WASHINGTON (Reuters) – Federal Reserve policymakers agreed they needed to move to a more restrictive policy stance – and then maintain that for some time – in order to meet the U.S. central bank’s goal of lowering inflation, a readout of last month’s two-day meeting showed on Wednesday.
The minutes of the Sept. 20-21 meeting showed many Fed officials “emphasized the cost of taking too little action to bring down inflation likely outweighed the cost of taking too much action.”
At the meeting, many officials said they had raised their assessments of the path of interest rate increases that would likely be needed to achieve the committee’s goals.
That said, several participants in the discussion said it would be important to “calibrate” the pace of further policy tightening with the aim of mitigating the risk of significant adverse effects on the economic outlook.
At last month’s meeting, Fed officials raised interest rates by three-quarters of a percentage point for the third straight time in an effort to drive inflation down from 40-year highs, and Fed Chair Jerome Powell vowed afterward that they would “keep at it until we’re confident the job is done.”
U.S. central bank policymakers have been united in their comments since that they see an urgent need to address inflation, which they fear risks becoming embedded, even if their aggressive policy tightening comes at a cost of higher unemployment.
The last several weeks have marked a turning point for financial markets that for much of the year had clung to a conviction that the Fed would swiftly reverse course next year and cut rates in the face of slowing growth and higher joblessness. Fed officials have openly pushed back on that expectation, saying they expect to leave rates elevated for some time after they have finished lifting them.
As markets fully digested the Fed’s hawkishness, the result has been crushing losses for U.S. stock markets, rapidly rising yields on government debt and a surging dollar that has aggravated weak conditions in overseas markets.

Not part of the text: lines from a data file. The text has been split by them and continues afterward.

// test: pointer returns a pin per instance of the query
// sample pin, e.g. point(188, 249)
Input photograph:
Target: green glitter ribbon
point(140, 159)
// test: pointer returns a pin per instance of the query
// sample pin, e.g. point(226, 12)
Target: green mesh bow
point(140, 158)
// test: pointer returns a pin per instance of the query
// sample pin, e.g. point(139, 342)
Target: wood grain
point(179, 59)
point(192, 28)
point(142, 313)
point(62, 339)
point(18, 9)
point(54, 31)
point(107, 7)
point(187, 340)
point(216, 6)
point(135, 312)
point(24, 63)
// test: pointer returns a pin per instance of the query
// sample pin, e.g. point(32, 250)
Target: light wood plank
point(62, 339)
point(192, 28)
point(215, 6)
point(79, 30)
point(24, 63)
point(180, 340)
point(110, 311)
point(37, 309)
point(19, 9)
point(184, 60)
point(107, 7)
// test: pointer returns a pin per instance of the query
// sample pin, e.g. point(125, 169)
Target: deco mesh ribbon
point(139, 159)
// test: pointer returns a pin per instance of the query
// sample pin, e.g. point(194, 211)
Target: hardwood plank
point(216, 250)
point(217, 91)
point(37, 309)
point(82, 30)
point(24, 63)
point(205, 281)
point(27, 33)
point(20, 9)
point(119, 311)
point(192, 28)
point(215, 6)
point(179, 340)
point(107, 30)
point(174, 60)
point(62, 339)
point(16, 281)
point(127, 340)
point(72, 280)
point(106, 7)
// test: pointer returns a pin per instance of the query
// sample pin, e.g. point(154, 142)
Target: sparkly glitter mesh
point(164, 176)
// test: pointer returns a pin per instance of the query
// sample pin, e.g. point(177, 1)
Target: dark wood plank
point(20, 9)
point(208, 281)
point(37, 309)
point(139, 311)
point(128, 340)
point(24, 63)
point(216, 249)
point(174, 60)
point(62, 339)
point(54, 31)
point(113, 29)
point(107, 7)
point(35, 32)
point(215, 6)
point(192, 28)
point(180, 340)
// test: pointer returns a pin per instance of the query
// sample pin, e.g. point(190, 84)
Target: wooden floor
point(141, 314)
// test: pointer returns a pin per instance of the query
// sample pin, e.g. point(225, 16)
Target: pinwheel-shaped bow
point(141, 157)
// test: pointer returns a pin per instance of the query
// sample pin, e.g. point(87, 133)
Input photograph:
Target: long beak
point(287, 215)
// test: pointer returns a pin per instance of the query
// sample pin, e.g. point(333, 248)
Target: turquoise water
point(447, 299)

Policymaker projections released at last month’s meeting show the Fed’s target policy rate, currently in a range of 3.00%-3.25%, its highest since 2008, rising to the 4.25%-4.50% range by the end of this year and ending 2023 at 4.50%-4.75%. The year-end 2022 projection suggests one more 75-basis-point hike is likely at the central bank’s remaining two meetings of the year.
Recent inflation data has shown little to no improvement despite the Fed’s aggressive tightening – it also announced 75-basis-point rate hikes in June and July – and the labor market remains robust with wages increasing solidly as well.